Series: Fullmetal Alchemist: details the lengthy adventure of two young brothers who were on the wrong side of the something called Equivalent Exchange: "Humankind cannot gain anything without first giving something in return. To obtain, something of equal value must be lost." This exchange does not have to be voluntary but it must, and will, occur nonetheless. The brothers are Edward and Alphonse Elric, kids born of a loving mother and powerful alchemist father in an alternative world where technology is stifled at about the late 1800's level of USA. Travel is largely by train and most people live in rustic squalor trying to make it during economically depressed times.

As the older brother, Edward is very protective towards Al, as much a result of their father having left them years prior. The initial disc detailed their interesting circumstance of Al being trapped bodiless inside a large suit of armor with Ed sporting a shiny metal arm and leg, the result of an attempt to violate the law of equivalent exchange. Their mother had died and grief-stricken, the boys tried their best to resurrect her from the dead using alchemy. Having the natural talents of their long lost father and having experimented on smaller projects as their competency increased, Ed worked it all out in terms of equations, the needed minerals, and everything else he could think of; the secret project ending in as massive a failure as the science of alchemy had ever seen. The near lifeless blob they conjured was nothing like their mother and Ed was forced to project Al's body into the suit of armor to save him from death.

The show uses flashbacks to tell this tale, the bloody stumps Ed is left with after the initial accident replaced with functioning metal limbs that he learns to use nearly as well as the real thing. Still, Al cannot taste, touch, or experience any of the normal things a boy should be able to enjoy; prompting Ed to join the military as a means of gaining access to the knowledge he seeks to make things right. Much of this portion of the story takes place in the second volume of the boxed set, Ed ultimately winning a coveted spot in the State Alchemist organization. Of more than passing note is the sentiment that the military has routinely let the people down in times of need, serving as the police at times, in a world where civil rights are few & far between. Also worth taking into consideration is that the military as a whole is full of corrupt, self serving idiots that treat the people as serfs, using the philosophy that "might makes right". This contempt for all things military makes Ed's decision all the more distasteful, his reasoning to the appointing committing for wanting to become the youngest state alchemist being that he made a promise.
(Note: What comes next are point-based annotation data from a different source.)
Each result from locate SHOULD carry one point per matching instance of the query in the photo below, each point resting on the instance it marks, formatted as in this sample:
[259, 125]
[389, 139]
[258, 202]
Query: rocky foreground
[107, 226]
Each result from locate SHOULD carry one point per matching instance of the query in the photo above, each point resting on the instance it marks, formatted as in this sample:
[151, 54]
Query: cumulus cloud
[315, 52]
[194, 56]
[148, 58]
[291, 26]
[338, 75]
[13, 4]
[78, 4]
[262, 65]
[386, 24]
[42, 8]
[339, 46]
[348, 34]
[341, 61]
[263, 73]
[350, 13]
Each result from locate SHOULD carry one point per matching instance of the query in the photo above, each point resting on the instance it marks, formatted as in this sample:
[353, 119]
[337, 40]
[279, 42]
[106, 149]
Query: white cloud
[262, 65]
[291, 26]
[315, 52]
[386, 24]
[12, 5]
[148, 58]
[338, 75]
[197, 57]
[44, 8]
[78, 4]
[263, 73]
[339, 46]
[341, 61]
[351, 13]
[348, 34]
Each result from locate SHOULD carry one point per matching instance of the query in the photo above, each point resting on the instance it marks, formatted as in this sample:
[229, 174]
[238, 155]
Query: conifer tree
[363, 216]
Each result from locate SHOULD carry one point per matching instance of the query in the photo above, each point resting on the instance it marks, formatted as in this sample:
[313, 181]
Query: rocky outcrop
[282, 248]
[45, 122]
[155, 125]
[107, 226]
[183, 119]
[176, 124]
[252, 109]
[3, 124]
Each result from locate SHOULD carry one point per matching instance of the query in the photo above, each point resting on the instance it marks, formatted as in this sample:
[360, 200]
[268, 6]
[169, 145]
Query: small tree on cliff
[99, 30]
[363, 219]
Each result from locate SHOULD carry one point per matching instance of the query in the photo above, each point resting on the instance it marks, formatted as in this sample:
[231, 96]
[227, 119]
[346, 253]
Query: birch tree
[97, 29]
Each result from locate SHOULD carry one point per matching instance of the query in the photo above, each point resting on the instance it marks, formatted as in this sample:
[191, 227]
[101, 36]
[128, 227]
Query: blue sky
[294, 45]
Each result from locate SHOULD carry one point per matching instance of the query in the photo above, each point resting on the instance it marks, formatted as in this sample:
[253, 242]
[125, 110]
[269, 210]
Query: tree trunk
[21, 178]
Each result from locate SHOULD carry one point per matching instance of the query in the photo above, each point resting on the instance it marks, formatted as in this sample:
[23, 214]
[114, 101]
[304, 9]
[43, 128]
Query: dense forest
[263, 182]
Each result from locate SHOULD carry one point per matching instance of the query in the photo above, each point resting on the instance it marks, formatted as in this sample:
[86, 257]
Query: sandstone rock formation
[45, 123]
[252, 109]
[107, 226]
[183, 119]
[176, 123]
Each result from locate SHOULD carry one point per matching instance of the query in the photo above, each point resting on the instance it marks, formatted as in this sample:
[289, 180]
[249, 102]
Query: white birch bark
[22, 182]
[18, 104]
Were this the only dynamic going on, the show would be over in a flash but there was a lot more going on too. Ed is something of a hothead that rushes into things without thinking them through, using his superior ability to conjure using alchemy as his saving grace all too readily. His temper over his height (Ed's quite short) and perceived slights to it get him into trouble early on, the kid learning to better deal with it as time progressed. His youthful zeal aside, his understanding of alchemy as a prodigy of the science/art is quite good and his ability to adapt to circumstances in a pinch prove useful tools as he is sent on a series of missions for the military. See, Ed can transform ordinary objects into other objects; useful when needing food, shelter, to repair broken items, or when attacked by similarly gifted individuals. His weapon of choice is to convert his arm into a sword and as the series progresses, it is learned that Ed has a special gift for performing alchemy not only on a vaster than average scale but without a transmutation circle to focus his energies as others must use. That makes him a powerful ally or a dangerous foe as those he encounters soon figure out.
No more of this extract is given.